The Manufacturers Association of Nigeria (MAN) has asked the Central Bank of Nigeria (CBN) to wave many conditions of its forex policy for Manufacturers in the country.  

Chief Bioku Rahman, the outgoing Chairman of the Manufacturers Association of Nigeria (MAN) in Kwara and Kogi, revealed this in Ilorin on Tuesday during the Association’s 10th Annual General Meeting (AGM).  

He also called on the Bank of Industry (BOI) to approve and promptly implement further reductions in its lending rates for industries. 

He also asked the CBN to reduce the interest rate by at least 1% while noting that the apex Bank should  

He said, “We are asking the CBN to wave many conditions for its foreign exchange policies to local manufacturers.” 

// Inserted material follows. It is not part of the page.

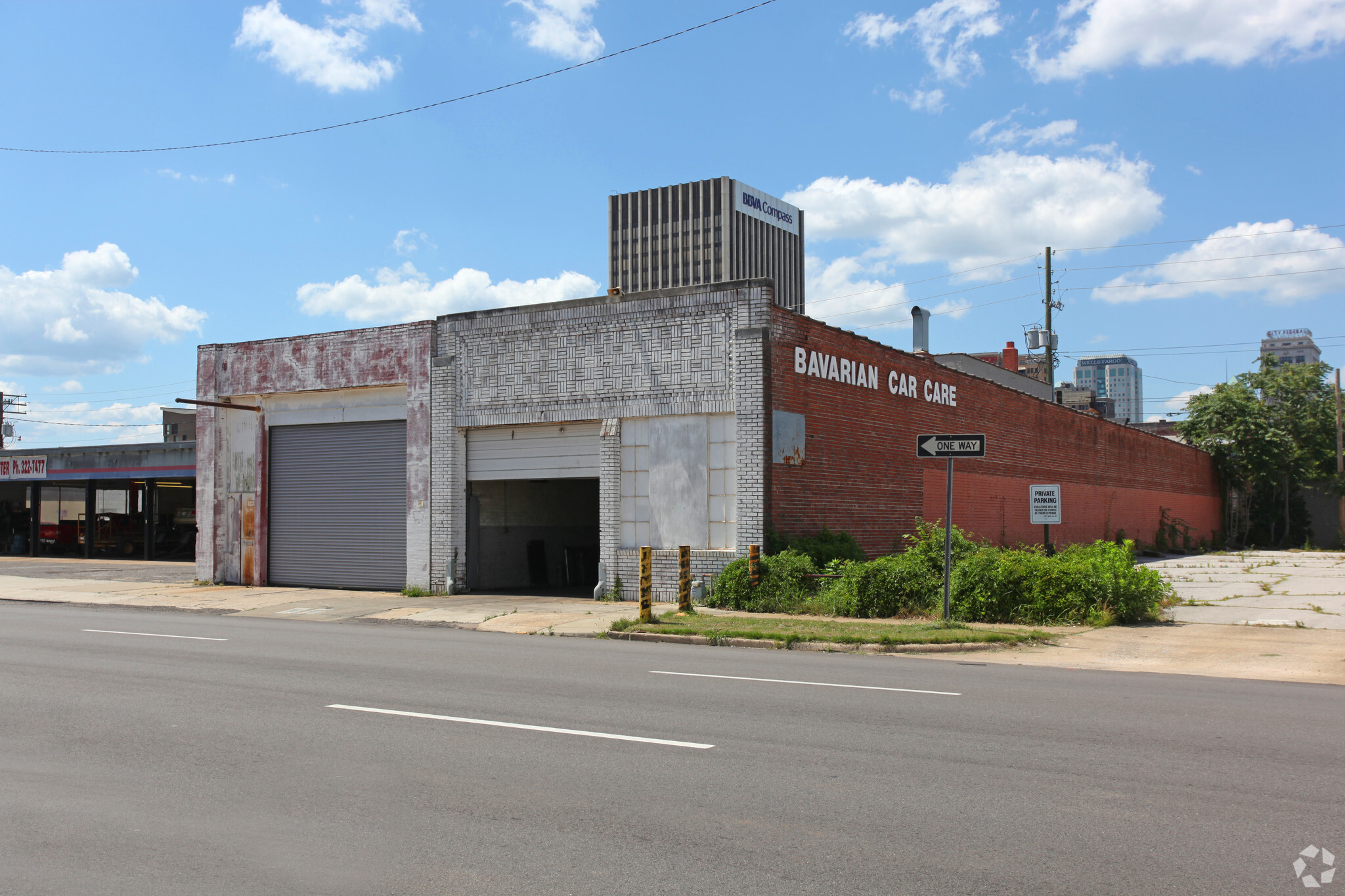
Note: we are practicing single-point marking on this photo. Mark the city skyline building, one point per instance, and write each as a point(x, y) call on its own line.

“Similarly, CBN can widen the window of foreign exchange to local industries, while urging the Federal Government to harmonise taxes and levies at Federal, State and Local Government levels.” 

“We therefore ask the Federal Government to urgently direct the Central Bank of Nigeria (CBN) to drastically reduce interest rates on industrial loans.” 

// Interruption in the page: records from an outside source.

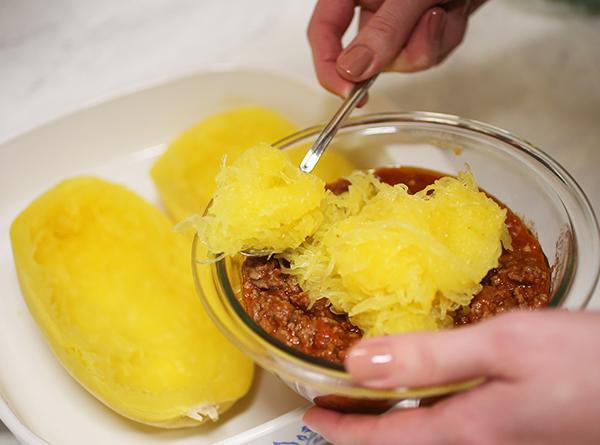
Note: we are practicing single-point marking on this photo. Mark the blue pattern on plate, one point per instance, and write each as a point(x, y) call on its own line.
point(306, 437)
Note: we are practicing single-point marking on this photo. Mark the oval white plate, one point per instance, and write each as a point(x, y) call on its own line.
point(119, 140)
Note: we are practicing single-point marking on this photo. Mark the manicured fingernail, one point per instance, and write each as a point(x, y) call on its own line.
point(371, 362)
point(356, 60)
point(436, 25)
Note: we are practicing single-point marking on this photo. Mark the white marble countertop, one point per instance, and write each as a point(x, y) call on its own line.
point(527, 66)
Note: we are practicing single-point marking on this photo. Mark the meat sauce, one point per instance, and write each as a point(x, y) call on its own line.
point(278, 305)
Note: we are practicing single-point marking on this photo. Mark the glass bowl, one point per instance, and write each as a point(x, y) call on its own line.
point(523, 177)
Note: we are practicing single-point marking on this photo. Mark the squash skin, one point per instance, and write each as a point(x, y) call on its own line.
point(109, 283)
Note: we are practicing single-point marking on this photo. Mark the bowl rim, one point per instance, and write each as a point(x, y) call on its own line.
point(395, 118)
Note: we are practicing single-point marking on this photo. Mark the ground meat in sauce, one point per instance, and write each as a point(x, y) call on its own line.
point(274, 300)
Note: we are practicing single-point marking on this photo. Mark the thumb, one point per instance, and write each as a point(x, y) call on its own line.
point(381, 38)
point(427, 358)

“The CBN should as well direct commercial banks to reduce interest rates on industrial loans. The interest rates charged on industrial loans and other loans released as COVID-19 palliatives should be significantly reduced further to one per cent,”  

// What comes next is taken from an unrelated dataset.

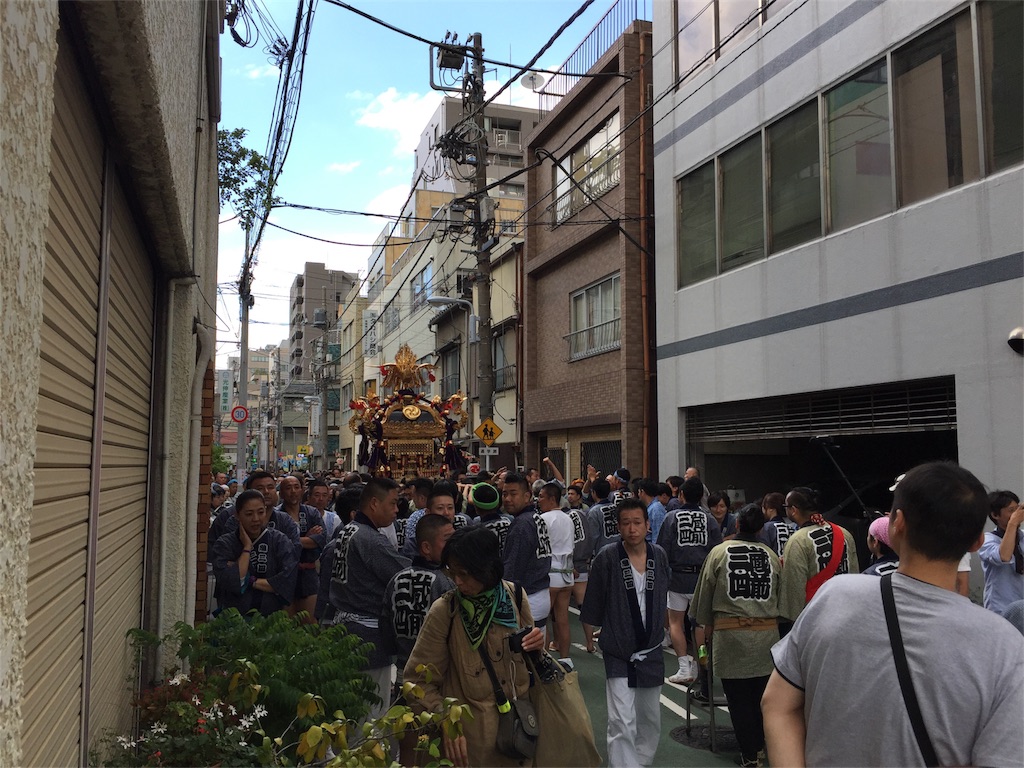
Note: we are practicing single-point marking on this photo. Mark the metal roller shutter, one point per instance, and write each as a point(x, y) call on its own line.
point(904, 407)
point(124, 470)
point(57, 554)
point(86, 558)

In his address, Chief Francis Meshioye, President of the Manufacturers Association of Nigeria (MAN), described the relationship between the state government and MAN as cordial.  

He also urged the state government to upgrade the infrastructure around the industrial estates. 

What you should know  

The depreciation of the naira in the last one year has been a source of concern for manufacturers as it has affected all aspects of their operations.  

  • In recent times, manufacturers have seen the cost of imported raw materials soar for manufacturers thereby increasing their overall operating cost.  
  • On the financing front, manufacturers across the country have seen their finance costs increase significantly over the years. Since February 2024, the Apex Bank has increased interest rates by 800 basis points to 26.75%. Since May 2022, the CBN has been consistently increasing interest rates- a move to tame inflation and stabilise the foreign exchange market.  
  • An earlier analysis by Nairametrics revealed that finance cost for consumer goods companies in the first half of 2024 has increased by over 1000% due to an increase in finance cost and exchange rate depreciation.  
  • However, the Apex Bank has acknowledged their concerns with Governor Cardoso stating that interest rates will come down when inflation begins slowing down.